Domain-Adaptive Full-Face Gaze Estimation via Novel-View-Synthesis and Feature Disentanglement

Read original: arXiv:2305.16140 - Published 7/9/2024 by Jiawei Qin, Takuru Shimoyama, Xucong Zhang, Yusuke Sugano

✨

Overview

The paper discusses the challenge of cross-domain gaze estimation, where gaze estimation models perform well within the same domain but struggle when applied to different domains.
The key factors believed to impact performance are the range of head poses and gaze directions in the training data.
The proposed approach includes a data synthesis pipeline to expand the range of head poses, and an unsupervised domain adaptation method to bridge the gap between synthetic and real data.

Plain English Explanation

Gaze estimation, the process of determining where someone is looking, has seen significant progress thanks to deep learning. However, these models tend to work well only when the training and testing data come from the same domain, such as the same camera setup or environment.

When applied to different domains, the performance drops dramatically. This is because factors like the range of head poses and gaze directions in the training data can greatly impact the model's accuracy.

Collecting a large, diverse dataset with extensive head pose and gaze variations is expensive and time-consuming. To address this, the researchers developed a two-part solution:

Data synthesis: They use single-image 3D reconstruction to generate synthetic images with a wider range of head poses, without needing a 3D facial shape dataset.
Unsupervised domain adaptation: They propose a method to bridge the gap between the synthetic and real images, allowing the model trained on the synthetic data to perform well on real-world data.

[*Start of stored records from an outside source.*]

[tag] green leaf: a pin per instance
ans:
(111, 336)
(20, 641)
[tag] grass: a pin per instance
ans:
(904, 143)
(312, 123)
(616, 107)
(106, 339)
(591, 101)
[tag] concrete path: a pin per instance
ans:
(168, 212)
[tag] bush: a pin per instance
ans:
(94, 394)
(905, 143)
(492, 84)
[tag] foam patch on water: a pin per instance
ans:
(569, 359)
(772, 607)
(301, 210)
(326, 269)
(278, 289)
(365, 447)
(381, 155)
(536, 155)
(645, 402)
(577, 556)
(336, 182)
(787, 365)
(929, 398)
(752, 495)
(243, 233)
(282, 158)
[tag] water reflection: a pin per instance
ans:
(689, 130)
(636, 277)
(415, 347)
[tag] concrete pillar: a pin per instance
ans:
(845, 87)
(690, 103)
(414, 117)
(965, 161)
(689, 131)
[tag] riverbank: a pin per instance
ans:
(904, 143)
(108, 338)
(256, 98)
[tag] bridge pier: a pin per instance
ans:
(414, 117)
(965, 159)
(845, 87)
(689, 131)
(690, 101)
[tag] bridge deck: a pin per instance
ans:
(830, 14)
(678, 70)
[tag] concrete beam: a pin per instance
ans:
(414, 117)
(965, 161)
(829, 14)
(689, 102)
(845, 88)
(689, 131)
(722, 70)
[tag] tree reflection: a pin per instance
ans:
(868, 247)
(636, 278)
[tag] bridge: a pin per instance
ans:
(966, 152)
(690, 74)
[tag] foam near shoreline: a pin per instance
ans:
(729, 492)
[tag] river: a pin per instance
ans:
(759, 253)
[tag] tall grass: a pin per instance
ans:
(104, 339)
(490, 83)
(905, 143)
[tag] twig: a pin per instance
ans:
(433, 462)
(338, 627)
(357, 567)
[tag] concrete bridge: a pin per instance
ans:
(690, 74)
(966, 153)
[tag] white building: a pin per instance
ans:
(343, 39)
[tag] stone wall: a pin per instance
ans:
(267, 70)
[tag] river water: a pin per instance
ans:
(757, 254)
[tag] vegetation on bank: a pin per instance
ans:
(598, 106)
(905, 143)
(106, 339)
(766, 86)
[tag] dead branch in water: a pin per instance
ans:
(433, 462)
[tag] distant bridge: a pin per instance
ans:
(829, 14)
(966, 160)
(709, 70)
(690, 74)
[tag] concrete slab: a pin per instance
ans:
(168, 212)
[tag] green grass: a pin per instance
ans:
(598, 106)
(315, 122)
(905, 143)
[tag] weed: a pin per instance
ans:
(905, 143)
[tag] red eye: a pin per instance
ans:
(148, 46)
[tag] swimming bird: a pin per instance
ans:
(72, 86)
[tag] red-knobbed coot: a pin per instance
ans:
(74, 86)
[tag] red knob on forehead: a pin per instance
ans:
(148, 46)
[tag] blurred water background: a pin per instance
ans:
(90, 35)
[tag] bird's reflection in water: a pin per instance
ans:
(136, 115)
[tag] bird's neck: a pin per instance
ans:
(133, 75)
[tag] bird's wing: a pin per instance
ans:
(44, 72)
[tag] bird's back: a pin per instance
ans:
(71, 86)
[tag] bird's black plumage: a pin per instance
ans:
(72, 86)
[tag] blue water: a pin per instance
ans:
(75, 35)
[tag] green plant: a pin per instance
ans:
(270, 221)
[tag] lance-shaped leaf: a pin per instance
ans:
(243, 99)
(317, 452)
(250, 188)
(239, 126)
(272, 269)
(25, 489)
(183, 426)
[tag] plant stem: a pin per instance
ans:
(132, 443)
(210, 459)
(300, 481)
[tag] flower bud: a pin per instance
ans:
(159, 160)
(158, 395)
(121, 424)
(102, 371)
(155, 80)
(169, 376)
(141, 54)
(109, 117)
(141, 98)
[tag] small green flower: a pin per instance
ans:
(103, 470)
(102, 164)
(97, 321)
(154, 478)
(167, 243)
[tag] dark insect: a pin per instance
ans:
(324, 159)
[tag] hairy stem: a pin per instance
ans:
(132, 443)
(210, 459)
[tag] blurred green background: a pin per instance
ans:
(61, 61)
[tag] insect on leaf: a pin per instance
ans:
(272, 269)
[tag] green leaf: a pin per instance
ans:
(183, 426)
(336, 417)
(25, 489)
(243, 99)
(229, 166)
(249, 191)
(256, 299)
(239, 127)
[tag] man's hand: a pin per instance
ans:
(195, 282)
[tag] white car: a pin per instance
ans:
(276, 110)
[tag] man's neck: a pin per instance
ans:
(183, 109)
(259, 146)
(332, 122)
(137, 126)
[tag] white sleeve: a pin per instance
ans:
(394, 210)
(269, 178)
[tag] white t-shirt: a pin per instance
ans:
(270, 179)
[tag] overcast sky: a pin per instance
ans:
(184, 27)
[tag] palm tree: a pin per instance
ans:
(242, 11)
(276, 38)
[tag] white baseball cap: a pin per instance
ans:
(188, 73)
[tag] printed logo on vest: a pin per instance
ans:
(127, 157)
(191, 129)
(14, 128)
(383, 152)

The goal is to create a gaze estimation system that can be deployed in various real-world applications, even when the training and test data come from different sources.

Technical Explanation

The paper presents a comprehensive pipeline for training gaze estimation models that can perform well across different domains.

The data synthesis component leverages single-image 3D reconstruction techniques, as described in Domain-Transferred Synthetic Data Generation for Improving Monocular 3D Hand Pose Estimation, to generate synthetic full-face images with a wider range of head poses. This eliminates the need for a 3D facial shape dataset, which can be expensive to acquire.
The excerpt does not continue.